Mon | Dec 9, 2019

- Moving beyond begging

Published:Sunday | November 17, 2019 | 12:27 AMCecelia Campbell-Livingston - Gleaner Writer

To all the people who are fighting for the broken

All the people who keep holding on to love

All the people who are reaching for the lonely

Keep changing the world

– Mikeschair

Christians are some of the most financially overburdened people. Although many of them face financial challenges themselves, they are often expected to tithe, to give offerings for various ministries, and also to give the occasional ‘special offering’, which goes towards assisting members who are worse off than they are.

But with so many members being unemployed, churches struggle to make any meaningful impact on those who are seeking assistance.

Many believe that the Church shouldn’t beg so much, but rather, create a programme that will see them giving and maybe even creating employment for their own.

God’s hands and feet

Blogger and investment enthusiast Terri-Ann Malabre shared that as Christians, we are called to be God’s hands and feet on the Earth. “That means we are called to love, teach, care for others, and give of our resources. The Church has always been a vehicle for benevolence. To do those good works, church leaders often look to their members to fund these activities. There is nothing wrong with this approach as long as it is not exploitative or coercive because as mentioned, that is a part of what we are called to do,” she said.

Unfortunately, however, Malabre said that a lot of church leaders have not evolved beyond this type of fundraising, and, as such, members may feel more than a little burdened and somewhat guilted into trying to meet all the obligations of the building fund, scholarship fund, organ fund, etc.

“A more comprehensive approach needs to be taken to raise funds.

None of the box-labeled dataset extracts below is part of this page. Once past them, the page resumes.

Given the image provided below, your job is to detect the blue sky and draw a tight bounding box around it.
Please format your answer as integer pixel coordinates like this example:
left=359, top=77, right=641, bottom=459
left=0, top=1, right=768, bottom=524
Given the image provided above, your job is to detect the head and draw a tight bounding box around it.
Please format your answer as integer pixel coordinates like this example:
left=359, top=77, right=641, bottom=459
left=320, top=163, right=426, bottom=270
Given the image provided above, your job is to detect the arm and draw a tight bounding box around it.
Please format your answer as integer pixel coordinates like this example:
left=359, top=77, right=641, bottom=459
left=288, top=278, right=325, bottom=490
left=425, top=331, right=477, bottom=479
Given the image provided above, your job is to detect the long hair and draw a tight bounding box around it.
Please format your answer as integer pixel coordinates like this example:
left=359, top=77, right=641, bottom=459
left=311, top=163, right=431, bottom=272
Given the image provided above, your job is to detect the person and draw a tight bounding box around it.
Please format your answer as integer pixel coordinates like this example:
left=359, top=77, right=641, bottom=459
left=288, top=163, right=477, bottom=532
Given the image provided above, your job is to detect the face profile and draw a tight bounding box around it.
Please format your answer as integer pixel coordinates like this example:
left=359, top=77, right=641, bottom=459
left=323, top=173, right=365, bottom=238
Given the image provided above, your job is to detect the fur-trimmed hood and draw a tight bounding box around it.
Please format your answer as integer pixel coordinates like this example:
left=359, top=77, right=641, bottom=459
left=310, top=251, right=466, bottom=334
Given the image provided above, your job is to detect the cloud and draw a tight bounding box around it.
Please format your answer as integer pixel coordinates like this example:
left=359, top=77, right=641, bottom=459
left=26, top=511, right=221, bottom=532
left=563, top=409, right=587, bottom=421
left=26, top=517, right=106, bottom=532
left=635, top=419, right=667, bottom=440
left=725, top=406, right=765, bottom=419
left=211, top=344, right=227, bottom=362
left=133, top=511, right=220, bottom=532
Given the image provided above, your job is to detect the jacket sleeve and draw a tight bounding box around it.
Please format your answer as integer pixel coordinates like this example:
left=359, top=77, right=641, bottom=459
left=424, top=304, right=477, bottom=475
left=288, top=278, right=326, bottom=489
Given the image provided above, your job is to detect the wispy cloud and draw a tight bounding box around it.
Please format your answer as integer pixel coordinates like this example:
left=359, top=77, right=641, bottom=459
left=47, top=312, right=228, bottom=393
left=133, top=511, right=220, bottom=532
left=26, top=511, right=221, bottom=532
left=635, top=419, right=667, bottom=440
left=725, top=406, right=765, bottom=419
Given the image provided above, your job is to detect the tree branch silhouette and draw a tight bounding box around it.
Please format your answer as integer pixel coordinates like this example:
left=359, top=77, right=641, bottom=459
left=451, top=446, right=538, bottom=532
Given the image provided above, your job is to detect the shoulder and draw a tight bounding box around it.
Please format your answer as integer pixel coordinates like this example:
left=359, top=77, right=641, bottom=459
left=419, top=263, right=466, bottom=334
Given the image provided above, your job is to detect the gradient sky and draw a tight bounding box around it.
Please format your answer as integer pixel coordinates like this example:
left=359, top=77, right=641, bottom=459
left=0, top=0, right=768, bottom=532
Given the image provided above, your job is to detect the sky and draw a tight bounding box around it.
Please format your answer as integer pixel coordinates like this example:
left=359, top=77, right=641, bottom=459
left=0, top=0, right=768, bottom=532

The Church isn’t short of bright and talented individuals, so how do we hone that to ensure that the Church has sufficient money to pay its bills as well as enough for outreach?” she quizzed.

For Malabre, outside of bake sales and fish fries, entrepreneurship is a way to earn sustainable income. She suggested that where the Church can obtain land, it should develop properties for either private or commercial use (parking lots, plazas, etc) where rental income can be generated, restaurants, Christian cafés, wellness centres that care for the holistic person are all options that can be explored.

“The Church engaging in entrepreneurship is not a farfetched concept. People look at the life of Jesus and they see the miracles and the lives He touched, but remember He was also a carpenter. Look also at the Apostle Paul. He did an awesome job spreading the gospel in his time, but he was also a tent maker (Acts 18:3). So this is evidence that engaging in entrepreneurial activities does not have to be at the expense of ministry,” said Malibre.

Enhancing ministry

For those who think pursuing money is shifting focus from ministry, Malabre said that it would only enhance it. She said that it would put the Church in a better position financially to help members who may be struggling to make ends meet by either helping them find jobs from these entrepreneurial ventures or giving financial aid.

Malabre shared that it would also bridge the shortfall in funding for outreach projects.

“Cash is not the only thing needed to show that you care, but it is a practical way to meet the needs of the persons we are mandated to take care of (orphans, widows, the poor). Having sufficient funds to share could mean the difference between whether a single mother will have dinner for her children that evening or be able to send them to school. That means the Church has to be savvy about the way it generates, invests, and uses its money,” she said.

Malabre also believes that when the Church is involved in entrepreneurship, it benefits not only its members, but the wider community.

For her, when the shift in mindset happens at the leadership level, the capacity to expand and earn will fulfil the ministry’s call to help the needy.

“This shift, if done in a strategic way, through training initiatives, from entrepreneurs in the Church or partnerships with organisations like Jamaica Business Development Corporation, members and the wider community can get the impetus to start businesses of their own,” she shared, adding that it would also give the ministry greater access to the people they are trying to reach as some of those persons may never set foot in church, but they may set foot in a restaurant or a café run by a church.

Malabre said that the Church could start encouraginging entrepreneurship by teaching people money management from a biblical perspective. For example, look at the parable of the talents, which teaches us to use even the little we have instead of burying it.

“The Church could also ensure that strategic partnerships are formed with entities that can help interested members get educated and trained to launch their businesses. Also, invite persons in to teach the members the art of investing and putting aside, even from the little they have.”